Stasiun radio Prambors didirikan dengan maksud menghibur kaum muda. Dengan nama panjang Prambanan, Mendut, Borobudur, dan sekitarnya dan radio siaran sosial niaga. Walaupun nama tersebut seperti lokasi di daerah Yogyakarta, namun sebenarnya nama-nama tersebut diambil dari nama jalan di Jakarta. Pencetus prambors bernama Imran Amir, Malik Sjafei, Mursid Rustam, Bambang Wahyudi, dan Tri Tunggal. Mereka bersama merakit pemancar radio dan bermula dengan memainkan musik piring hitam. Pada tahun 1970, pemerintah mengeluarkan peraturan baru yaitu stasiun radio harus memiliki badan hukum maka dibentuk PT Radio Prambors Broadcasting Service. Berikutnya di tahun 1980, nama PT tersebut disederhanakan menjadi PT Radio Prambors. Dengan komunitas dan penyiaran hiburan seni musik untuk kawula muda, serta acara-acara menarik seperti quiz dan topik yang disukai anak-anak muda. Prambors kini tersebar diseluruh kota-kota di Indonesia.

Hard Rock ( 1996 )

Dibangun pada tahun 1996, stasiun radio Hard Rock ini memiliki segmen untuk komunitas lifestyle, smart, dinamis, visioner, urbanis, dan ditujukan kepada masyarakat yang berusia 20-30 tahun.
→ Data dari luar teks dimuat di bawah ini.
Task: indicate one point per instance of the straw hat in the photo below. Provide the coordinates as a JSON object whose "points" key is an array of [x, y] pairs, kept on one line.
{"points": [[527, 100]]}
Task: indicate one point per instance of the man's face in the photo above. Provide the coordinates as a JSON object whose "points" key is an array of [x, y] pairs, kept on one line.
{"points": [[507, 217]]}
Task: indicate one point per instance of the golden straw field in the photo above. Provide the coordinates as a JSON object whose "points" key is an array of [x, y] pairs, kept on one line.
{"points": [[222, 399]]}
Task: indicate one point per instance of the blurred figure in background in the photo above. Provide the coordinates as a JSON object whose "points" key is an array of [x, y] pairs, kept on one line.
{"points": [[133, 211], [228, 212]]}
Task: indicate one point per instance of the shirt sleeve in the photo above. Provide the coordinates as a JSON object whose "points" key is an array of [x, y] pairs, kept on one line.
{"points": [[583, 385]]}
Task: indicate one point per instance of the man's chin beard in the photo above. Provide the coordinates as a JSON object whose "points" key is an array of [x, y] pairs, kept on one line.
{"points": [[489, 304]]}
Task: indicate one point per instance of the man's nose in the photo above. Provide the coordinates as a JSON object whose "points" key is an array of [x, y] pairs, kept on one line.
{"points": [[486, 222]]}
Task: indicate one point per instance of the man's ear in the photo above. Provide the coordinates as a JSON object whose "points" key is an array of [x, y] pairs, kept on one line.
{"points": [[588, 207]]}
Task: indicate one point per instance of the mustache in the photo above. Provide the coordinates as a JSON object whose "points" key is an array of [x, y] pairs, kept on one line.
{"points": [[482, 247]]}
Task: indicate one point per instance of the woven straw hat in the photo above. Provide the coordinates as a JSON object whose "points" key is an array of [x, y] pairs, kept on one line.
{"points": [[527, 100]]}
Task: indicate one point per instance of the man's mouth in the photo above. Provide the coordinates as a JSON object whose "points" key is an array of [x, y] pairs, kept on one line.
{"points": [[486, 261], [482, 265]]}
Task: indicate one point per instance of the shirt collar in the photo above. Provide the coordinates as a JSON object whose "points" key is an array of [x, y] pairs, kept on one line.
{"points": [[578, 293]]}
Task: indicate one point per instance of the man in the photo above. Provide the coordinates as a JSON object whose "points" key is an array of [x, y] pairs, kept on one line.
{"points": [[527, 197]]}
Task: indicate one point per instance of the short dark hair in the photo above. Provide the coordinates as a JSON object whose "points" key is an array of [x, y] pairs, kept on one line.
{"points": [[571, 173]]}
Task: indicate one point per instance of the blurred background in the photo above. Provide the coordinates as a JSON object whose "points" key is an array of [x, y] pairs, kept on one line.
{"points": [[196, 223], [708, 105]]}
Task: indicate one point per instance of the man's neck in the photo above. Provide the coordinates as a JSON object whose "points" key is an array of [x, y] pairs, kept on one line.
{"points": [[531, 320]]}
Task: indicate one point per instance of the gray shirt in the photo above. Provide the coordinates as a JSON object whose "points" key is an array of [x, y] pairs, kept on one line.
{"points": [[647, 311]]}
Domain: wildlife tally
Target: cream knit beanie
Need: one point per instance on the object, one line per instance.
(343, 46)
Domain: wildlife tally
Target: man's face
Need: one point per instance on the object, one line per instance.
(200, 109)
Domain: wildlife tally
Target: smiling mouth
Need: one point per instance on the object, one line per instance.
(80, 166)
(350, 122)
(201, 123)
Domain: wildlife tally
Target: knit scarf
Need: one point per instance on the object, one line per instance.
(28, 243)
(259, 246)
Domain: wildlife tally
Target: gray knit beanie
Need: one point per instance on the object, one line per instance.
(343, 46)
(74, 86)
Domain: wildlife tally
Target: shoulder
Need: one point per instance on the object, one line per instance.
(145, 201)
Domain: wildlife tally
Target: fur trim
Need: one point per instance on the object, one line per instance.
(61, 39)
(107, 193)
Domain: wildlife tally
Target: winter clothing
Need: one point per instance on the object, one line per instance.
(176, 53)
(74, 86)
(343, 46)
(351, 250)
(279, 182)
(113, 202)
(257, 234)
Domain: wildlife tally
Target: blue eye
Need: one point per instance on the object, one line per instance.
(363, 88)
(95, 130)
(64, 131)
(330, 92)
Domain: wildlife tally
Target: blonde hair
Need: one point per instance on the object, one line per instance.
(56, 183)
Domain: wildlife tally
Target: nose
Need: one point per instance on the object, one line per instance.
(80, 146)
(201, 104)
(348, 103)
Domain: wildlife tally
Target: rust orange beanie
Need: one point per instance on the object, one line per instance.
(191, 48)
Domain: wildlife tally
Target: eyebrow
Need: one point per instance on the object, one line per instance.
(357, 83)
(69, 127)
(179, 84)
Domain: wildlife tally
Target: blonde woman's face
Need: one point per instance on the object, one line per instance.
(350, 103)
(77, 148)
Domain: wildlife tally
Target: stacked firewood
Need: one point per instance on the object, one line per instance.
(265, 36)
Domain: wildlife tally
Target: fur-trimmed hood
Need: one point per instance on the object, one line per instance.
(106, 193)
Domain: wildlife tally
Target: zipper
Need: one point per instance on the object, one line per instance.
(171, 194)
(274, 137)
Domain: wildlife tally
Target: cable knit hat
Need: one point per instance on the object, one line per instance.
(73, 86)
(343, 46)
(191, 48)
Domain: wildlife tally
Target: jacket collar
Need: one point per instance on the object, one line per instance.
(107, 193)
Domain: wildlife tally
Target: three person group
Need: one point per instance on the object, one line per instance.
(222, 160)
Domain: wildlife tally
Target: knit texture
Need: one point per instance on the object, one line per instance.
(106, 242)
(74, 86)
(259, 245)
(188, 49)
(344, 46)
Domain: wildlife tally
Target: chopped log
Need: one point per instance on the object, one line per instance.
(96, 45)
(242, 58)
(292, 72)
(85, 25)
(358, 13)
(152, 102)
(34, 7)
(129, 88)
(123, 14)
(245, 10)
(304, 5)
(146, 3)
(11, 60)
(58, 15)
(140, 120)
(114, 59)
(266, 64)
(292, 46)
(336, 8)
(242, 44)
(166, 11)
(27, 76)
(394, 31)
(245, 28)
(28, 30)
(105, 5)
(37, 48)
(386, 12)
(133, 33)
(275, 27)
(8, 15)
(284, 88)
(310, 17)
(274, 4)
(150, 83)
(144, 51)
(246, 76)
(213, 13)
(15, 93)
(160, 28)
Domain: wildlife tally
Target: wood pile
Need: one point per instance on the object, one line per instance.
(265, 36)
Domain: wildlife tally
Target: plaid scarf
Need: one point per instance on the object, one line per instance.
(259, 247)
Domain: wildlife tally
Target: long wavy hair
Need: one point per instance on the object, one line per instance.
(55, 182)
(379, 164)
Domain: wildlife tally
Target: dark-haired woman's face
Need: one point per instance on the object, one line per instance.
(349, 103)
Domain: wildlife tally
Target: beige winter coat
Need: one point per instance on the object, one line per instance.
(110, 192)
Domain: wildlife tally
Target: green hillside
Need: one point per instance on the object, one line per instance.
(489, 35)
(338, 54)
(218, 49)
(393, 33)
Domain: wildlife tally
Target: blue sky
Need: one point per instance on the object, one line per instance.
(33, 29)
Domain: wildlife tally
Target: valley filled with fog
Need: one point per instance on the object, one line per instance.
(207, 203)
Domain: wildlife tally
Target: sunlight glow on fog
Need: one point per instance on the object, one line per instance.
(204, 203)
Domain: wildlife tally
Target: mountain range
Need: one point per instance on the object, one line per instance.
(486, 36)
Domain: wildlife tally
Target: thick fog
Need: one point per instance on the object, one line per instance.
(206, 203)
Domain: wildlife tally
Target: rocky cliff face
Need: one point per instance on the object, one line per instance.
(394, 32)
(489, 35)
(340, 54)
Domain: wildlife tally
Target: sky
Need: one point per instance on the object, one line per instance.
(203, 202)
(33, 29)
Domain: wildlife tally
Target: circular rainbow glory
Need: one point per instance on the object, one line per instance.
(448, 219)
Sekarang stasiun radio Hard Rock sudah menyebar ke beberapa kota di Indonesia seperti bandung, Bali, Surabaya.

Sonora ( 1972 )

Dibentuk oleh pendiri Berita koran Kompas, Jakob Oetama. Sonora ditujukan untuk menyiarkan informasi, mutimedia, dan entertainmen. Sonora mulai dibentuk pada tahun 1972, namun hingga sebelum reformasi 1998. Sonora hanya menyiarkan musik dan informasi karena pada waktu itu, berita hanya disiarkan oleh RRI ( Radio Republik Indonesia ). Walaupun begitu, Sonora masih tetap menyiarkan berita tersebut dengan berupa informasi yang berguna untuk masyarakat. Contohnya pada kasus berita perang teluk Arab ( 1990 ), kasus Malari ( 1974 ), kerusuhan Mei ( 1998 ) sehingga Sonora menjadi salah satu pegangan untuk rakyat. Di tahun 2007, sonora mulai membuat program-program hiburan. Sekarang sonora tersebar lebih dari 10 stasiun radio di seluruh kota di Indonesia.

RRI

Singkatan dari Radio Republik Indonesia, RRI didirikan pada tanggal 11 September 1945 oleh tokoh-tokoh dan pemuda yang pernah bekerja di stasiun radio milik jepang di 6 kota yang berada di Indonesia. Setelah Indonesia merdeka, tokoh-tokoh tersebut berkumpul di rumah Adang Kadarusman dan menunjuk Abdulrahman Saleh sebagai pemimpin atas terbentuknya RRI. Memiliki 3 butir komitmen yang dikenal dengan Tri Prasetya RRI dan memiliki slogan “Sekali di Udara, Tetap di Udara”. Hampir seluruh kota di Indonesia memiliki stasiun RRI.